Since EoE is Th2 disease, examination of foods by patch testing would make logical sense. Atopy patch testing was originally used to detect foods in atopic dermatitis and was found to be particularly useful for patients with delayed gastrointestinal symptoms.65 In EoE studies using atopy patch testing, triggering foods were confirmed as pathogenic when biopsies normalized after removal of the food and/or if appearance of esophageal eosinophilia occurred after addition of the identified food.23, 66 Retrospective studies found that atopy patch testing was able to detect the correct food trigger approximately 50% of the time and had a high negative predictive value of nearly 90% except for milk.24, 66

Comparison of the success rates of allergy testing-based (atopy patch test and skin test) versus empiric elimination diets in retrospective analyses done by two independent centers found similar rates between these two interventions.23, 31 A large study of EoE patients done at The Children’s Hospital of Philadelphia found a 52% response rate using empiric elimination of milk, egg, wheat and soy which was identical to the success rate of combined atopy patch test and skin test.23 When milk was empirically eliminated in addition to positive foods found on skin and atopy patch testing, the success rate approached 75%. One potential advantage of utilizing an allergy testing based diet in children is the elimination of one fewer food on average as compared with an empiric elimination diet. However, disadvantages of the allergy testing based diet include the time and costs required for additional testing.

Aeroallergens as antigens in EoE

Animal models were the first to document a close immunologic link between the airway and the esophagus. Intranasal instillation of aeroallergens antigens including dust mite, Aspergillus fumigatus, and cockroach causes the onset of experimental EoE.67 In addition, epicutaneous sensitization can drive EoE in animal models.68 Instillation of food antigens such as peanut intranasally also induces esophageal eosinophilia, a process that appears dependent on the proximity of the shared lymph node chain between the trachea and esophagus and on the presence of iNKT cells.69

An initial case report documented aeroallergens as a trigger for EoE in an elemental formula resistant EoE subject with spontaneous disease remission and recurrence during the pollen season.22, 70 A single case series of adults demonstrated new onset EoE following a high load of exposure to environmental aeroallergens including dust mites, pollen, and mold.
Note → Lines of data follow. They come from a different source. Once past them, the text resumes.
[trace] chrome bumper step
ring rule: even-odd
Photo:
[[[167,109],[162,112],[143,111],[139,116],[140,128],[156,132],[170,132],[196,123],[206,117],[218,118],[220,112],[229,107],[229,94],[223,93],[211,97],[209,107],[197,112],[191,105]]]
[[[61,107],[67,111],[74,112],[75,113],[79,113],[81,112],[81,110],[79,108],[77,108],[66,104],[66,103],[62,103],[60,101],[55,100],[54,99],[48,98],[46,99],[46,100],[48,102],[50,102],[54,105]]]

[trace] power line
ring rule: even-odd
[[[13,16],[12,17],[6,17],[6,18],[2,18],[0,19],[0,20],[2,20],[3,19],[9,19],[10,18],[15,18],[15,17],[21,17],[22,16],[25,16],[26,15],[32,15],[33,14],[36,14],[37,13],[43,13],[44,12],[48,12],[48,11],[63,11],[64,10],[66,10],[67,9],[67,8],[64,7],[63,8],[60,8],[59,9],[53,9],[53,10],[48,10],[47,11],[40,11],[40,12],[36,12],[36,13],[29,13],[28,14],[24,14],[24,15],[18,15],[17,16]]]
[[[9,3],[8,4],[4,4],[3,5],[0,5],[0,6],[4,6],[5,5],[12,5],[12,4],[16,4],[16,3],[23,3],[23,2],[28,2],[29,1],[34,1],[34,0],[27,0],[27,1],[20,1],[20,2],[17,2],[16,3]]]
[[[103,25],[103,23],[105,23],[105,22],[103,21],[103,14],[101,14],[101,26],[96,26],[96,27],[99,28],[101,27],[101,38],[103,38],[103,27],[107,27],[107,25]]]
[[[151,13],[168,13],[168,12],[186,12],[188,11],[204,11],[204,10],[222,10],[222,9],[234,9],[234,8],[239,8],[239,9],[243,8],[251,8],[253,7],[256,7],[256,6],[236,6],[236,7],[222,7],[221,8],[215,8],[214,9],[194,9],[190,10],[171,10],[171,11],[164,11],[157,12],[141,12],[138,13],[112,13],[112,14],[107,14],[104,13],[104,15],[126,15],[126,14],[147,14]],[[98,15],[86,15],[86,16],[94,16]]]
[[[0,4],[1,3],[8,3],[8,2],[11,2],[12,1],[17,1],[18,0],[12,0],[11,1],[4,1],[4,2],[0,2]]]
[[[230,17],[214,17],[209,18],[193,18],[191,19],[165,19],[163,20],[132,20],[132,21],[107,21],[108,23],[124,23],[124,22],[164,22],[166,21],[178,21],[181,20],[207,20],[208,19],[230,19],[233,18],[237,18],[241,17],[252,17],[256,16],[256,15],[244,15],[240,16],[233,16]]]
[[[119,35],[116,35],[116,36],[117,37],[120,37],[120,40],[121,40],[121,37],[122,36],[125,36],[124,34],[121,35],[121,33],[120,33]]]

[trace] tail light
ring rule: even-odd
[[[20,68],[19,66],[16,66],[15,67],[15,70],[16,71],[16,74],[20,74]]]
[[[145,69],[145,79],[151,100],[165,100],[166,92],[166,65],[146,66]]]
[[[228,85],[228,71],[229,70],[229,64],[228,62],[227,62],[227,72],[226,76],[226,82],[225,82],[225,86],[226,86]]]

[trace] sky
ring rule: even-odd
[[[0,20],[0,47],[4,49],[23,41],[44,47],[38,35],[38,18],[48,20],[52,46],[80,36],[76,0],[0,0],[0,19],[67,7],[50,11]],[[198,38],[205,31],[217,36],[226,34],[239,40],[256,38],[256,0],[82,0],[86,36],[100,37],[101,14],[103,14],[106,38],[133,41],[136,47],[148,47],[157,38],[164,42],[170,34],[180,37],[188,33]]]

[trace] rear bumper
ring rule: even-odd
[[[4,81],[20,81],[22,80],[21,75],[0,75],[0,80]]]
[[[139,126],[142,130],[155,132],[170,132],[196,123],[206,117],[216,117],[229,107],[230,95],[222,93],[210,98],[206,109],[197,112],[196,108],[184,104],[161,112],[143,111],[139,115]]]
However, allergic sensitization to the triggering antigen was only demonstrated in one patient (the other 2 were not tested).71

A number of studies have demonstrated that EoE diagnoses can have seasonality with increased esophageal eosinophilia occurring during the spring and summer as compared with the winter months.7276 Indeed, EoE exacerbations with recurrent food bolus impactions can also be linked to the pollen season.77 However, only one study to date has demonstrated the presence of increased esophageal eosinophilia during a pollen season with proven relevance to the patient, that is, the patient’s EoE exacerbation timing matched their pattern of aeroallergen sensitization. Of 1180 children with EoE at a single institution, 20% of those suspected to have a pollen trigger showed biopsy proven esophageal eosinophilic exacerbations that occurred during a pollen season for which they had specific pollen sensitization. Of these patients, 84% had allergic rhinitis, and 75% had asthma.9

Further support for the role of aeroallergens in EoE is the finding that sublingual immunotherapy for aeroallergens can drive esophageal eosinophilia. The first case report documented initiation of EoE following 4 weeks of sublingual immunotherapy (SLIT) with hazelnut, birch and alder and EoE resolution after 4 weeks of SLIT discontinuation.78 A similar case was recently reported in a child who was PPI-resistant but responsive to discontinuation of SLIT.79 Since serial rounds of in vitro differentiation in the presence of antigen drives CD4+/IL-5+ cells in vitro, it is possible that aeroallergen-specific T cells develop during EoE pathogenesis due to chronic local aeroallergen and antigen exposure.80

Oral Allergy Syndrome in EoE

Clinically symptomatic pollen food cross reactivity occurs in patients with allergic rhinitis at a rate of approximately 7–8%. By contrast, 50% of EoE patients studied concurrently at 2 referral centers had symptomatic oral allergy syndrome using a standardized questionnaire. Interestingly, although >90% had aeroallergen sensitization, only half had symptoms of allergic rhinitis, suggesting that aeroallergens may be equivalently likely to cause nasal or oral allergy symptoms in EoE patients.81 Adult studies have documented the presence of cross-reacting food-pollen antigens, specifically PR-10 and profilins with of oral allergy syndrome in 30% but the clinical implication of these sensitizations for EoE management remains unclear.47, 82 It is possible that sensitization to food pollen cross-reacting antigens associates with dysphagia to specific foods such as bread (profilins and PR10) and apple (PR10).82 While 39% of subjects in one study were sensitized to PR-10 proteins in multiple foods (hazelnut, apple, peach, peanut, soy, kiwi, and celery), 40% of adults were sensitized to profilins in another smaller study.78, 82 A new study demonstrated that 88% of EoE subjects in Spanish population had sensitizations detected on component-resolved diagnosis (CRD). The majority of the allergens were grasses and/or lipid transfer proteins from mugwort, peach, hazel, and walnut. The investigators utilized the CRD panel to build elimination diets and/or allergen immunotherapy with high success rates (78%). Follow up occurred for 3 years and in this period >75% of subjects were disease free.83 As such, antigen resolution by finer techniques such as component testing for food-pollen cross reactivity may be useful when creating antigen avoidance regimens.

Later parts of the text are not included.